Documentada ahora con fotografías por la pieza documental, la de
Stadttempel es una historia que también nos contó el único hijo del
rabino, Wolf Murmelstein, cuando fue entrevistado en Jot Down.
No es lo único que Murmelstein le reprocha a Gideon Hausner,
el fiscal durante el proceso judicial al que fue sometido Eichmann tras
ser descubierto por el Mossad en Buenos Aires. También que en su libro Justice in Jerusalem pintase a los Judenräte —como él mismo o como el célebre Chaim Rumkowski,
el Presidente del Consejo judío del campo de Lodz— como «herramientas,
marionetas» de los nazis, una acusación que acabó por reverberar el
trabajo filosófico de Hannah Arendt a raíz también de aquel proceso. Es por supuesto de lo que va El último de los injustos
y la razón por la que este documental oscuro, brillantemente hilado y
acertadamente calmado, se hace pertinente incluso cuando han pasado casi
siete décadas desde el terror y parece que ya todo está contado. En
particular en lo que concierne a los Presidentes de Consejo judíos,
clasificados por la historia convencional como basura colaboracionista.

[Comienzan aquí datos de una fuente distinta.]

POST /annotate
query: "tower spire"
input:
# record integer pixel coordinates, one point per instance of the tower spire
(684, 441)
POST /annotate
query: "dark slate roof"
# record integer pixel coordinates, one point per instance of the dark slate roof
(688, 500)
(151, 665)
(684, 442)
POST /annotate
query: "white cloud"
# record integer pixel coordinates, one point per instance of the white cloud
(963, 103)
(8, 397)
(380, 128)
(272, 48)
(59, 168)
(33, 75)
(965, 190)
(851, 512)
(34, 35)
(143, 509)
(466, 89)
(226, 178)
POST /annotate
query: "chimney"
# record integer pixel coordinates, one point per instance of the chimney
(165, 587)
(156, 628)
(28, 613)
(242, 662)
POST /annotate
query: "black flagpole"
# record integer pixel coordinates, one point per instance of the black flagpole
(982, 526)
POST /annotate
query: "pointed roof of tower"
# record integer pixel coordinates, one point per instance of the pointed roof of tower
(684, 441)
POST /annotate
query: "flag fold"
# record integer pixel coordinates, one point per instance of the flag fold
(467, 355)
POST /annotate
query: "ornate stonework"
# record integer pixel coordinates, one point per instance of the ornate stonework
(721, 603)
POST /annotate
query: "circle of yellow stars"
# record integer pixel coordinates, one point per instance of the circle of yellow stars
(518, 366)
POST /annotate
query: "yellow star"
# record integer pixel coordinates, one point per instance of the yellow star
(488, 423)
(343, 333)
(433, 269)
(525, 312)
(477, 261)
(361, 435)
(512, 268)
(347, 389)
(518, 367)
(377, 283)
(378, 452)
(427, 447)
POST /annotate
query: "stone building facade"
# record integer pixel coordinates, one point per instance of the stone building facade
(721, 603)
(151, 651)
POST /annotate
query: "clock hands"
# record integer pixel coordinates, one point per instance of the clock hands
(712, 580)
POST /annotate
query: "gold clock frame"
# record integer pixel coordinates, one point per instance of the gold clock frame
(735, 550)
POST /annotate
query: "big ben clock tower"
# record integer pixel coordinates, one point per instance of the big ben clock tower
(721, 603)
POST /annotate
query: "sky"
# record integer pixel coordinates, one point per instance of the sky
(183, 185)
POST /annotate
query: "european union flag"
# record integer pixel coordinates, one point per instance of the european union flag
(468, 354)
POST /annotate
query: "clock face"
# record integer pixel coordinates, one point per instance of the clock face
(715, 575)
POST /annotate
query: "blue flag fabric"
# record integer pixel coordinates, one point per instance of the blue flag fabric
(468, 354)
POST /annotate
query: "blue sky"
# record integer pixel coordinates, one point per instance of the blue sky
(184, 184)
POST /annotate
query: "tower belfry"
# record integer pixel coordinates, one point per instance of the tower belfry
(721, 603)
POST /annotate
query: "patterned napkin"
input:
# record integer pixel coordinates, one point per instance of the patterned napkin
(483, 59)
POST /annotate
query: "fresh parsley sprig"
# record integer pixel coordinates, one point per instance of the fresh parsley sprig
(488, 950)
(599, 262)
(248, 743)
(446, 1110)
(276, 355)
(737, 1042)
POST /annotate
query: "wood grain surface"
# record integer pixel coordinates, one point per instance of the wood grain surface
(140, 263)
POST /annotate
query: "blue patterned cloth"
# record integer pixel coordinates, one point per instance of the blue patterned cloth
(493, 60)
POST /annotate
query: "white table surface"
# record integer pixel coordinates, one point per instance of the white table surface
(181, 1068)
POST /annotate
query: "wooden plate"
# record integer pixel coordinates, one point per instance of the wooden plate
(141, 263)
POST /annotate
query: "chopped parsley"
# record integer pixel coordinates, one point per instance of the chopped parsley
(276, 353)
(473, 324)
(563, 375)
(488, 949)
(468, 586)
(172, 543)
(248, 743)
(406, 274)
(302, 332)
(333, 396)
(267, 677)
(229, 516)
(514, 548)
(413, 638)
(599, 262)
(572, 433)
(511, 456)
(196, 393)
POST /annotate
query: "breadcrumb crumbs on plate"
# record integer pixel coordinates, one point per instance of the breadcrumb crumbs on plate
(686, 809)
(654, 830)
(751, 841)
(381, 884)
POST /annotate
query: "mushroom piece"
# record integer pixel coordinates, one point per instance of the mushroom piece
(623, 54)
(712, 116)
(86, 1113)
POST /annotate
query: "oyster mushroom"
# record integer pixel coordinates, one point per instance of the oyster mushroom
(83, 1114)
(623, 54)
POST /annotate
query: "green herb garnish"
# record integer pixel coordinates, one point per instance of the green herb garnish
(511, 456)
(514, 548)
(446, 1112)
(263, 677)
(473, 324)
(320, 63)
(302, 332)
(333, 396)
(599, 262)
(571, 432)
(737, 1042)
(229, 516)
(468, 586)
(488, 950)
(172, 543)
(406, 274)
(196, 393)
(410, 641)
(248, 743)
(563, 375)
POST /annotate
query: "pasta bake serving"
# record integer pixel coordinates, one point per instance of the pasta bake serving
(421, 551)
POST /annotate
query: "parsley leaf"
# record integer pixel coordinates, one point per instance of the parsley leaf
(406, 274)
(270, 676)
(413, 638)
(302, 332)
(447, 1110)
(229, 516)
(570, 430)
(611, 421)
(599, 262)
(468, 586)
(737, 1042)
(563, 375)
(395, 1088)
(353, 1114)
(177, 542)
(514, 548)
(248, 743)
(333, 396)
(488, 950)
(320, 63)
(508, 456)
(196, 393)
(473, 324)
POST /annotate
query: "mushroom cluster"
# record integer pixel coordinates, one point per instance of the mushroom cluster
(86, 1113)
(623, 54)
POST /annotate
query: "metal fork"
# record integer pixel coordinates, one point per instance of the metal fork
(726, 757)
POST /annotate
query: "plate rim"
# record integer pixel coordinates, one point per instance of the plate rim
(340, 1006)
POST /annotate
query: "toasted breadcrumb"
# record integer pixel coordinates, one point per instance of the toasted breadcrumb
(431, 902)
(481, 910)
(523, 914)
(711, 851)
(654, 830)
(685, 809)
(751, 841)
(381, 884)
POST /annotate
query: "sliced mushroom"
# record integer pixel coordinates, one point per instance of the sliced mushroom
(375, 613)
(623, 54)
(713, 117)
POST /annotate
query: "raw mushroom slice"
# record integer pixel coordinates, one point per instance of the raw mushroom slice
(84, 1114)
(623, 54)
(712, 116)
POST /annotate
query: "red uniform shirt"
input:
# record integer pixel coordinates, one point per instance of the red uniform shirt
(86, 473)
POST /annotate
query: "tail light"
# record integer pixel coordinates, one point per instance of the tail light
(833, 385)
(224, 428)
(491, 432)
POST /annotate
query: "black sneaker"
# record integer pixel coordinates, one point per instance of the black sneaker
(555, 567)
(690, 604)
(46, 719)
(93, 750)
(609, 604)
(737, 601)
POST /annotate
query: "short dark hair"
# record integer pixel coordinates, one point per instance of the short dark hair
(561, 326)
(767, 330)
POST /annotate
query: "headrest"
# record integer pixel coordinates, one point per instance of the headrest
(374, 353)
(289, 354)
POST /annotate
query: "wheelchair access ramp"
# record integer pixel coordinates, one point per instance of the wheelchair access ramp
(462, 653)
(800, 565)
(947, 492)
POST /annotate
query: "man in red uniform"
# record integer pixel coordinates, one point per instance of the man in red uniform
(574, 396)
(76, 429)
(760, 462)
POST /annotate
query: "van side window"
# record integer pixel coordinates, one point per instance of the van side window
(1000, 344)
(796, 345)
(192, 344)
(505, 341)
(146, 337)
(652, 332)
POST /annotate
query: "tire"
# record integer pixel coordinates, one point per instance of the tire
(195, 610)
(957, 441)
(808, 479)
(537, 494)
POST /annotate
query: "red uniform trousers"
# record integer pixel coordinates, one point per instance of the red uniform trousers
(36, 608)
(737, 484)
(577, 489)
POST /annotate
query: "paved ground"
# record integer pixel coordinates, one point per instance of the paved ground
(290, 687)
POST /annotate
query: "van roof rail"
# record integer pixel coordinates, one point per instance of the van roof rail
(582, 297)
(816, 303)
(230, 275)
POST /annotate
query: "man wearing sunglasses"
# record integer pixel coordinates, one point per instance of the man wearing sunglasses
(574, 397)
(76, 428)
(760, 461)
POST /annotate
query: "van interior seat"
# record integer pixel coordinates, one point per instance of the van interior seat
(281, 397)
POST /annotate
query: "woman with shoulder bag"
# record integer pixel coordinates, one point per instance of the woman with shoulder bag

Murmelstein fue el único conocido que sobrevivió a los campos y durante
treinta años, hasta su entrevista con Lanzmann, se negó a hablar sobre
su papel en la planificación del exterminio de los judíos.
No revelaremos aquí, porque sería
traicionarlo, en qué pormenores confesó haber participado este anciano
ni a qué términos llegan sus explicaciones en los materiales de 1975 que
compila El último de los injustos, que se estrena el próximo 10
de enero en salas de cine y simultáneamente en internet —en las
plataformas Yomvi y Filmin—. Sirva para hacerse una idea el concepto
metafórico que defiende Murmelstein de la vilipendiada condición de los Judenräte
como él. «Le diré algo fundamental sobre la tarea del Presidente de
Consejo», le espeta a Lanzmann en un momento de la cinta. «El Presidente
del Consejo estaba en posición de ser una marioneta, pero hasta esta
marioneta debía actuar de forma que su posición le permitiera influir en
el curso de las cosas. Nadie lo entendía ni debía entenderlo. De lo
contrario, se habría llegado a la sangre».